Rename Howse Pass to Reflect It's Importance to Indigenous Peoples
Rename Howse Pass to Reflect It's Importance to Indigenous Peoples
Why this petition matters
Howse Pass links the Columbia River valley in the interior of British Columbia to the eastern slopes of the Rocky Mountains. This pass is one of only a handful to cross the continental divide and as such served as a primary route for trade and travel for generation upon generation of Indigenous Peoples for millennia.
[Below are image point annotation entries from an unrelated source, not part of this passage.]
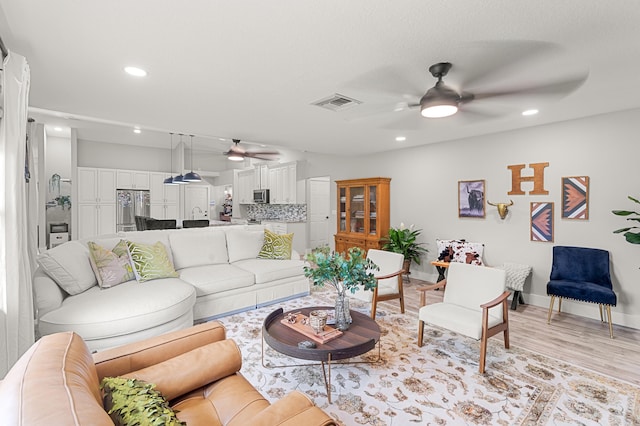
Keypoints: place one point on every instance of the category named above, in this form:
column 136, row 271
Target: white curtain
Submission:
column 16, row 247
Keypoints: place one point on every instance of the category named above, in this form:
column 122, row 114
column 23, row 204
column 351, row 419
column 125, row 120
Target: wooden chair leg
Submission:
column 610, row 323
column 553, row 299
column 483, row 353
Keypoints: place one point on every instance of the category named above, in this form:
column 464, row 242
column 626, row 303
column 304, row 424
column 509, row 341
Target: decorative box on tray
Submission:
column 300, row 323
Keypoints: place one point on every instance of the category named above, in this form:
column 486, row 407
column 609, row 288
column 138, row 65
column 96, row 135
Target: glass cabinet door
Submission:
column 373, row 211
column 342, row 209
column 357, row 213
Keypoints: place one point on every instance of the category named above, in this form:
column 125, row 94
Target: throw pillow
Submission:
column 276, row 246
column 111, row 267
column 134, row 402
column 150, row 262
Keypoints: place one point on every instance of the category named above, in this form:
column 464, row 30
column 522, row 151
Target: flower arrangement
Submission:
column 631, row 237
column 342, row 272
column 403, row 240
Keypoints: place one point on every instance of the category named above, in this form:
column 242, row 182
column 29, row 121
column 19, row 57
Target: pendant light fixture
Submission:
column 169, row 180
column 179, row 179
column 192, row 176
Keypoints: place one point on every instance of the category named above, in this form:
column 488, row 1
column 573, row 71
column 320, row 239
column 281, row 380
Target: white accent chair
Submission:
column 389, row 279
column 474, row 304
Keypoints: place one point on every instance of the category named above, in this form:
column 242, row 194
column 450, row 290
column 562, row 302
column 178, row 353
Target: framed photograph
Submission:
column 542, row 222
column 471, row 198
column 575, row 197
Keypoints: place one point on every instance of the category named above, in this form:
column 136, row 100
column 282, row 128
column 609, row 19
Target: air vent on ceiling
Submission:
column 337, row 102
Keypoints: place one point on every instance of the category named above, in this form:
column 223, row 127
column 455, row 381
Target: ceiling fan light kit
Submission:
column 192, row 176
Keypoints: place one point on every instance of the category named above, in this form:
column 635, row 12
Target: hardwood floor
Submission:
column 570, row 338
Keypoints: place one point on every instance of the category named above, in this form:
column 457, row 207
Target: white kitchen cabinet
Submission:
column 299, row 230
column 96, row 219
column 96, row 185
column 282, row 183
column 132, row 179
column 163, row 198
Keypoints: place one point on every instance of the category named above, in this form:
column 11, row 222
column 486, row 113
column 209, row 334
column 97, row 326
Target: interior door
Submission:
column 196, row 202
column 318, row 205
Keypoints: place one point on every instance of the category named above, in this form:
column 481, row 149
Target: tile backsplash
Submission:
column 285, row 212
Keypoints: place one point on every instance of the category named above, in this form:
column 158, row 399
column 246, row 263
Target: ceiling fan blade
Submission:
column 556, row 89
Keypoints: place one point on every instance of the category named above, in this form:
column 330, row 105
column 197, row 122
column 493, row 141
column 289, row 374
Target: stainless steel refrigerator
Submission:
column 131, row 203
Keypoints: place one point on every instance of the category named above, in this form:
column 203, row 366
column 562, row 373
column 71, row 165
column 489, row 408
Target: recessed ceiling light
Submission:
column 137, row 72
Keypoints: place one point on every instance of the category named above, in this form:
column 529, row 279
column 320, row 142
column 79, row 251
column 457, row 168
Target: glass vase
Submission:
column 343, row 317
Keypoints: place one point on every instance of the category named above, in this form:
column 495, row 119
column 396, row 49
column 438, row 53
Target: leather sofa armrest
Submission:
column 138, row 355
column 294, row 409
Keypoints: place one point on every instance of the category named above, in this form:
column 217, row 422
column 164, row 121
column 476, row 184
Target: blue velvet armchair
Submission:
column 582, row 274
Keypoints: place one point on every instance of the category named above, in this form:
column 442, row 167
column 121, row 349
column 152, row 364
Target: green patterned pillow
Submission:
column 276, row 246
column 111, row 267
column 150, row 262
column 134, row 402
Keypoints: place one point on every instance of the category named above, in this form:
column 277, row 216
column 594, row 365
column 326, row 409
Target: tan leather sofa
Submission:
column 56, row 382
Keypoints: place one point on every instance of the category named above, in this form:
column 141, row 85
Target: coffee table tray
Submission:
column 325, row 336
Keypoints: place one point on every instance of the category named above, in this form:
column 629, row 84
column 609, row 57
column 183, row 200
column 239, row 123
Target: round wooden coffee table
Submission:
column 361, row 337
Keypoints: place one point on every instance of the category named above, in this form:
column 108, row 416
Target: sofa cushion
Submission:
column 276, row 246
column 69, row 266
column 266, row 270
column 195, row 247
column 216, row 278
column 244, row 243
column 111, row 267
column 150, row 261
column 127, row 308
column 135, row 402
column 53, row 383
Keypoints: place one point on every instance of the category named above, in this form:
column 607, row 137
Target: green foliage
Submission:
column 344, row 272
column 632, row 237
column 403, row 240
column 134, row 402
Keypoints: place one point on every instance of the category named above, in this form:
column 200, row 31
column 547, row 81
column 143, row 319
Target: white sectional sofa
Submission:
column 219, row 273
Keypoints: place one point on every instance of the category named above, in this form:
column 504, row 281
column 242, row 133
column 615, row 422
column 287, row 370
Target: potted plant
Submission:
column 403, row 240
column 343, row 272
column 632, row 237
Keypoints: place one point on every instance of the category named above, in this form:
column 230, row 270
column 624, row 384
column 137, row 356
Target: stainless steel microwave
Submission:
column 261, row 196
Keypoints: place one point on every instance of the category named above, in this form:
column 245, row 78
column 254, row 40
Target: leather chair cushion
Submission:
column 56, row 375
column 193, row 369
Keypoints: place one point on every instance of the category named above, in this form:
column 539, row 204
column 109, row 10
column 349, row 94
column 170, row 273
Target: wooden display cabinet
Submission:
column 363, row 213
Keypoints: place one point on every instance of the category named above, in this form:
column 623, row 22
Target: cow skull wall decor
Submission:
column 503, row 208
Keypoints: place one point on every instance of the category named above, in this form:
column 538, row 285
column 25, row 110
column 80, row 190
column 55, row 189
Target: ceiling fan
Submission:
column 238, row 153
column 443, row 101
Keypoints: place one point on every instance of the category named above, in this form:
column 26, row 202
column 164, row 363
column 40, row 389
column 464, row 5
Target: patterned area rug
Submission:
column 438, row 383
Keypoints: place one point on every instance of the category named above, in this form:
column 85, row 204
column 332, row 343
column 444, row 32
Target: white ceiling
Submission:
column 251, row 69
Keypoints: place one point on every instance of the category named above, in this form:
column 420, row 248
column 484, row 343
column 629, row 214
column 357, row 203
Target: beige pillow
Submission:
column 150, row 262
column 111, row 267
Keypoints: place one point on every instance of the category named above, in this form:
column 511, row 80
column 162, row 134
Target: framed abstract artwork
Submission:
column 575, row 197
column 471, row 198
column 542, row 222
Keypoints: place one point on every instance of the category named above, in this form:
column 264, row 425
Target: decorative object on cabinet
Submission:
column 471, row 198
column 503, row 208
column 169, row 180
column 363, row 213
column 575, row 197
column 403, row 240
column 179, row 179
column 343, row 272
column 542, row 222
column 631, row 237
column 192, row 176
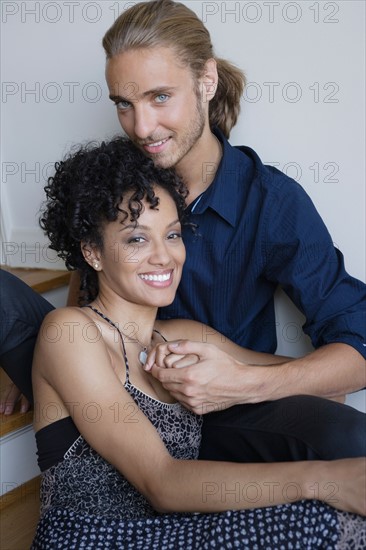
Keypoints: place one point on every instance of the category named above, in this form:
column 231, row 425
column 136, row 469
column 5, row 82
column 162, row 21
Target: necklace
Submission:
column 143, row 352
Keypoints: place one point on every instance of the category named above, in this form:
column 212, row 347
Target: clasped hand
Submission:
column 196, row 374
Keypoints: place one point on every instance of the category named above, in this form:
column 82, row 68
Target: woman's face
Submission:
column 143, row 263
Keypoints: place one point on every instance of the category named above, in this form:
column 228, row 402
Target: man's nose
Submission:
column 145, row 122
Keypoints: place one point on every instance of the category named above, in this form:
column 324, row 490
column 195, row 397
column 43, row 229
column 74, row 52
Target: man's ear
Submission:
column 91, row 255
column 209, row 80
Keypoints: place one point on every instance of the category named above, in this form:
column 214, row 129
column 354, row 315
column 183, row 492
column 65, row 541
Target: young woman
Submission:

The first European over the pass was the Northwest Company's fur-trading explorer and surveyor David Thompson in 1807. The pass is named after the Hudson's Bay Company fur-trader Joseph Howse who transited the pass in 1809 as part of a reconaissance of the Columbia River Valley. Howse Peak, visible from the pass, and Howse River, which flows westward from the pass into the North Saskatchewan headwaters, are also named after Joseph Howse.
Both Thompson's and Howse's forays over this route are short-lived compared to the thousand year of the pass by Indigenous People. As one of the only routes available to First Nations living on the western slopes of the Rockies that enabled access to traditional buffalo hunting grounds, this pass played a major social, cultural, and spiritual role for generations.
We are asking for your help to petition the BC Geographical Names Office to propose a name change for Howse Pass that properly reflects it's First Nation's Heritage.